INDUST2023年7月号に「欠格要件 その3(2022年の許可取消処分事例より)」が掲載されました

全国産業資源循環連合会(全産連)の月刊誌『INDUST』に
芝田麻里が2017年から「産業廃棄物フロントライン」を連載しています。
2023年7月号に「欠格要件 その3(2022年の許可取消処分事例より)」が掲載されました。
https://www.fujisan.co.jp/product/1281682499/b/2412314/
今回は許可取消処分を受けた実際の事例について解説します。
2022年に欠格要件該当により許可取消処分を受けた件数は、全国の行政処分情報を調査したところ34件ありました。この中で最も多かったのは「役員が廃掃法令等違反で罰金以上の刑罰を受けた場合」、次いで「役員が禁錮以上の刑罰を受けた場合」です。
前回の連載で説明したように、会社の許可取消原因となる「役員等」には、会社法上の役員だけでなく、「業務を執行する社員、取締役、執行役またはこれらに準ずる者」、さらに「相談役、顧問その他いかなる名称を有する者であるかを問わず、法人に対し業務を執行する社員、取締役、執行役またはこれらに準ずる者と同等以上の支配力を有するものと認められる者(みなし役員)」も含まれます。
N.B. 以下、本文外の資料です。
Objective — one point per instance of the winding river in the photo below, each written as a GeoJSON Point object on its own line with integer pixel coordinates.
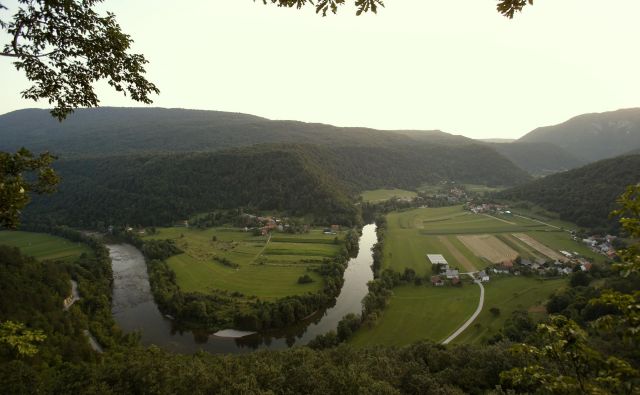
{"type": "Point", "coordinates": [134, 309]}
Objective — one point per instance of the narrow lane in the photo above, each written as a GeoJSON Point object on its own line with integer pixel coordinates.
{"type": "Point", "coordinates": [473, 316]}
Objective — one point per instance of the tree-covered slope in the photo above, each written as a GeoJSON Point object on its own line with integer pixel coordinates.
{"type": "Point", "coordinates": [585, 195]}
{"type": "Point", "coordinates": [591, 137]}
{"type": "Point", "coordinates": [299, 179]}
{"type": "Point", "coordinates": [538, 158]}
{"type": "Point", "coordinates": [120, 131]}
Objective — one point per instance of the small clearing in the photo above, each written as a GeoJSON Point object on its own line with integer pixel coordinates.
{"type": "Point", "coordinates": [502, 220]}
{"type": "Point", "coordinates": [541, 248]}
{"type": "Point", "coordinates": [457, 254]}
{"type": "Point", "coordinates": [488, 247]}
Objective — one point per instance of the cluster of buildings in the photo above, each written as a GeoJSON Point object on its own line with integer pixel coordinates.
{"type": "Point", "coordinates": [488, 208]}
{"type": "Point", "coordinates": [265, 224]}
{"type": "Point", "coordinates": [602, 245]}
{"type": "Point", "coordinates": [445, 274]}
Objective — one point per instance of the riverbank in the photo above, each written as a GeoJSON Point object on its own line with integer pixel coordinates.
{"type": "Point", "coordinates": [135, 310]}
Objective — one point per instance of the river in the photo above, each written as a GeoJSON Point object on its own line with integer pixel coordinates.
{"type": "Point", "coordinates": [134, 309]}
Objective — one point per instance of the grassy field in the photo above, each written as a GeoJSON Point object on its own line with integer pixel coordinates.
{"type": "Point", "coordinates": [417, 313]}
{"type": "Point", "coordinates": [380, 195]}
{"type": "Point", "coordinates": [509, 294]}
{"type": "Point", "coordinates": [474, 188]}
{"type": "Point", "coordinates": [268, 268]}
{"type": "Point", "coordinates": [43, 246]}
{"type": "Point", "coordinates": [434, 313]}
{"type": "Point", "coordinates": [414, 233]}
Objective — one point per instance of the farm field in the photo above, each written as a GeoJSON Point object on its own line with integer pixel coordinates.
{"type": "Point", "coordinates": [509, 294]}
{"type": "Point", "coordinates": [380, 195]}
{"type": "Point", "coordinates": [417, 313]}
{"type": "Point", "coordinates": [488, 247]}
{"type": "Point", "coordinates": [474, 188]}
{"type": "Point", "coordinates": [267, 267]}
{"type": "Point", "coordinates": [43, 246]}
{"type": "Point", "coordinates": [469, 241]}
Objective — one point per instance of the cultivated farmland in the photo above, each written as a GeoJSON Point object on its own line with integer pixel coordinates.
{"type": "Point", "coordinates": [380, 195]}
{"type": "Point", "coordinates": [488, 247]}
{"type": "Point", "coordinates": [419, 313]}
{"type": "Point", "coordinates": [541, 248]}
{"type": "Point", "coordinates": [43, 246]}
{"type": "Point", "coordinates": [469, 242]}
{"type": "Point", "coordinates": [237, 261]}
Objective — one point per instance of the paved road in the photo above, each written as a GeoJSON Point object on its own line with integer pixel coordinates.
{"type": "Point", "coordinates": [472, 318]}
{"type": "Point", "coordinates": [537, 220]}
{"type": "Point", "coordinates": [74, 296]}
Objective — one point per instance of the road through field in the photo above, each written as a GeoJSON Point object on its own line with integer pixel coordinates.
{"type": "Point", "coordinates": [500, 219]}
{"type": "Point", "coordinates": [473, 316]}
{"type": "Point", "coordinates": [456, 254]}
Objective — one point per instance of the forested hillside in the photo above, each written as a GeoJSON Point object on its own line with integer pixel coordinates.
{"type": "Point", "coordinates": [298, 179]}
{"type": "Point", "coordinates": [121, 131]}
{"type": "Point", "coordinates": [584, 196]}
{"type": "Point", "coordinates": [538, 158]}
{"type": "Point", "coordinates": [591, 137]}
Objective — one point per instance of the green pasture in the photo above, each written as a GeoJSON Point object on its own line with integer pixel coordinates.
{"type": "Point", "coordinates": [268, 268]}
{"type": "Point", "coordinates": [508, 294]}
{"type": "Point", "coordinates": [380, 195]}
{"type": "Point", "coordinates": [43, 246]}
{"type": "Point", "coordinates": [420, 313]}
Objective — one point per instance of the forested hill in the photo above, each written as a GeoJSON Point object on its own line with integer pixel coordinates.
{"type": "Point", "coordinates": [109, 131]}
{"type": "Point", "coordinates": [299, 179]}
{"type": "Point", "coordinates": [591, 137]}
{"type": "Point", "coordinates": [538, 158]}
{"type": "Point", "coordinates": [585, 195]}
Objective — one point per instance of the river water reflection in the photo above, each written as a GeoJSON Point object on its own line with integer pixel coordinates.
{"type": "Point", "coordinates": [134, 309]}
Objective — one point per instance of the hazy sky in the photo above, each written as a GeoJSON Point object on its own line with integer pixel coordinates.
{"type": "Point", "coordinates": [457, 66]}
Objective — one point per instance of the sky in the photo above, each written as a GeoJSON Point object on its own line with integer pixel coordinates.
{"type": "Point", "coordinates": [456, 66]}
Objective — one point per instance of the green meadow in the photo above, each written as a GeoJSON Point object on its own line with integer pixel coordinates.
{"type": "Point", "coordinates": [433, 313]}
{"type": "Point", "coordinates": [261, 266]}
{"type": "Point", "coordinates": [380, 195]}
{"type": "Point", "coordinates": [414, 233]}
{"type": "Point", "coordinates": [43, 246]}
{"type": "Point", "coordinates": [509, 293]}
{"type": "Point", "coordinates": [420, 313]}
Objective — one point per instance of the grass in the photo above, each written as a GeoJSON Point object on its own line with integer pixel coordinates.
{"type": "Point", "coordinates": [380, 195]}
{"type": "Point", "coordinates": [417, 313]}
{"type": "Point", "coordinates": [43, 246]}
{"type": "Point", "coordinates": [266, 268]}
{"type": "Point", "coordinates": [432, 313]}
{"type": "Point", "coordinates": [509, 294]}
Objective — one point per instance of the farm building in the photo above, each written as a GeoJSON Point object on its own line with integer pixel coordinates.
{"type": "Point", "coordinates": [452, 273]}
{"type": "Point", "coordinates": [437, 259]}
{"type": "Point", "coordinates": [482, 276]}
このみなし役員には会社の株式を5%以上保有する株主も含まれます。当初は5%以上保有株主が欠格要件に該当するケースはレアケースではないかと考えていましたが、調査の結果、34件中4件(約11%)がこれに当たり、決してレアケースとはいえないことがわかりました。
廃棄物処理法では、違反の種類によって欠格要件の基準が異なります。廃掃法令等違反の場合(第一類型)は罰金以上の刑罰で欠格要件に該当しますが、それ以外の法律違反(第二類型)では禁錮以上の刑罰を受けた場合のみ欠格要件に該当します。これは廃掃法令違反に対する厳しい姿勢の表れといえます。
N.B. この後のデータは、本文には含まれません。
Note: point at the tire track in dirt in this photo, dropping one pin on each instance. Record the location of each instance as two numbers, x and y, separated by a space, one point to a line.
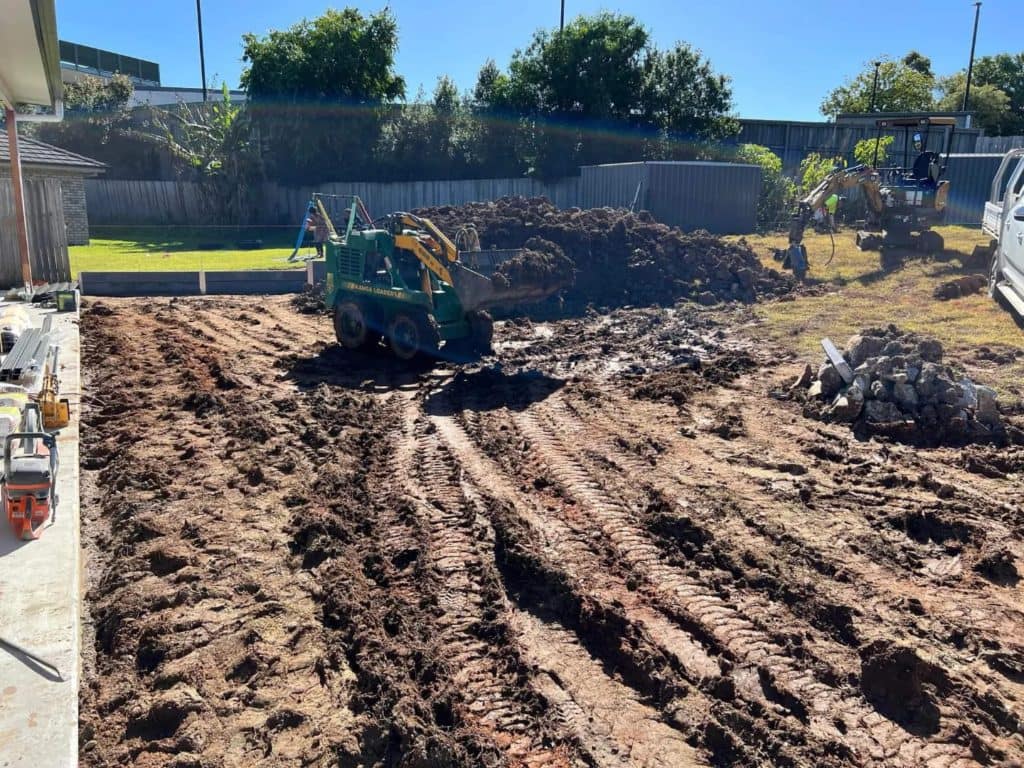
828 712
863 582
730 542
664 660
471 621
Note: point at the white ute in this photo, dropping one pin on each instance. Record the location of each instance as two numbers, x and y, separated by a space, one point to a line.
1004 222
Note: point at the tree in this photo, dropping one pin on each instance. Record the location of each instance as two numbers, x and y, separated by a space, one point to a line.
211 144
1004 74
570 89
814 168
902 87
343 64
777 192
340 56
872 152
428 139
920 62
989 104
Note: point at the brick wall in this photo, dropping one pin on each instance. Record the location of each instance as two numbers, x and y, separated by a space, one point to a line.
76 216
73 196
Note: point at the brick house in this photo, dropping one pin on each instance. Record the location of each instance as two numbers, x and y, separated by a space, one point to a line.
45 161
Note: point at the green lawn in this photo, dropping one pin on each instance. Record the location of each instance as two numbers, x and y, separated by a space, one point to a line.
183 249
852 293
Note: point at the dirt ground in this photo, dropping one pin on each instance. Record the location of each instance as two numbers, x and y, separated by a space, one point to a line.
612 544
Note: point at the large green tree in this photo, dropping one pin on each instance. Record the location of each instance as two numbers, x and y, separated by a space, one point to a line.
341 55
989 104
905 85
600 91
321 92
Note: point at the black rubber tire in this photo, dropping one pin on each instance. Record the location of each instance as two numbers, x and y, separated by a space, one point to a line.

第一類型に含まれる法令は多岐にわたります。具体的には、浄化槽法、大気汚染防止法、騒音規制法などの環境法令だけでなく、暴力団対策法や暴力行為等処罰法、さらに刑法の一部(傷害罪、現場助成罪、暴行罪、脅迫罪、背任罪など)も含まれます。特に注目すべきは、「一部の刑法犯」に粗暴犯が多く含まれることで、廃掃法が暴行脅迫行為等から廃棄物処理業を忌避しようとしていることがわかります。背任罪が含まれている理由は、かつて「総会屋」に対して会社役員が金品を支払う行為が背任罪に当たるとされ、背任罪が反社会的勢力に資金を提供する行為として捉えられているためです。有名な事例として「蛇の目ミシン事件」があります。
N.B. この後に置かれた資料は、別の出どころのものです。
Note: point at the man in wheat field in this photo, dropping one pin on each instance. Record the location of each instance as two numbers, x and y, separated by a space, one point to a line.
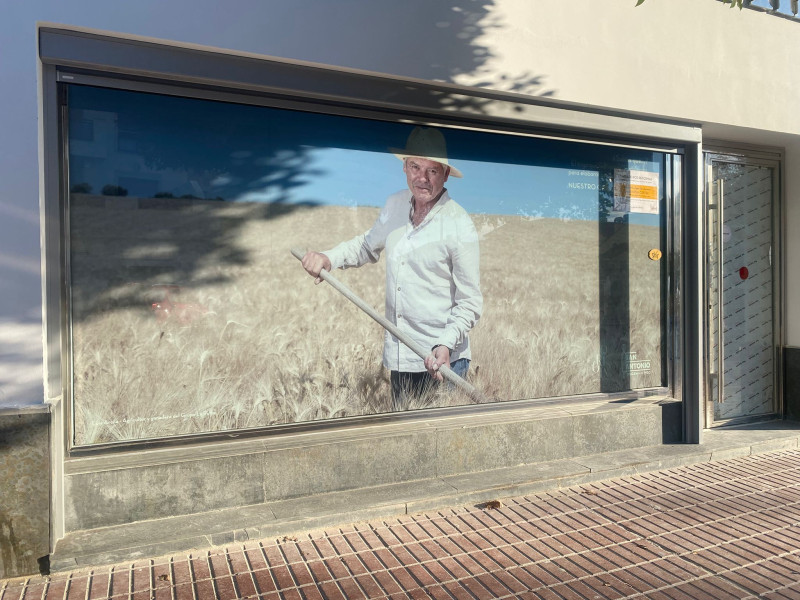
432 268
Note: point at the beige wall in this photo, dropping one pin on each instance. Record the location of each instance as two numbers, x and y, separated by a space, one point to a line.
733 71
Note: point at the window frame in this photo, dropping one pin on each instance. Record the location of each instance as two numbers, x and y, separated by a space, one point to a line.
90 58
第二類型は第一類型以外のすべての犯罪が対象で、禁錮以上の刑罰を受ければ欠格要件に該当します。2022年には道路交通法違反(スピード違反)、覚せい剤取締法違反、自動車運転処罰法違反などで欠格要件に該当したケースがありました。特にスピード違反は注意が必要です。制限速度80km/hのところを160km/hで走行し、懲役3か月の判決を受けたケースがあります。隣接業界である建設業でも、2022年に大手住宅メーカーの役員がスピード違反で執行猶予付き有罪判決を受け、会社に報告を怠ったため、会社が宅建業と建設業の許可を返納するという事件がありました。
刑事罰による欠格要件該当は、有罪判決が確定した時点で発生します。そのため、役員にスピード違反などの欠格要件該当可能性がある事由が生じた時点で役員が辞任するなどの対策を採っていれば、会社の欠格要件該当は免れられた可能性があります。
会社としては、役員等に対して欠格要件該当性が疑われる事由が生じた場合には速やかに報告するよう周知し、何が欠格要件に該当するのかについても認識を共有しておくことが非常に重要です。適切な情報共有と対応によって、不必要な許可取消リスクを回避することができるでしょう。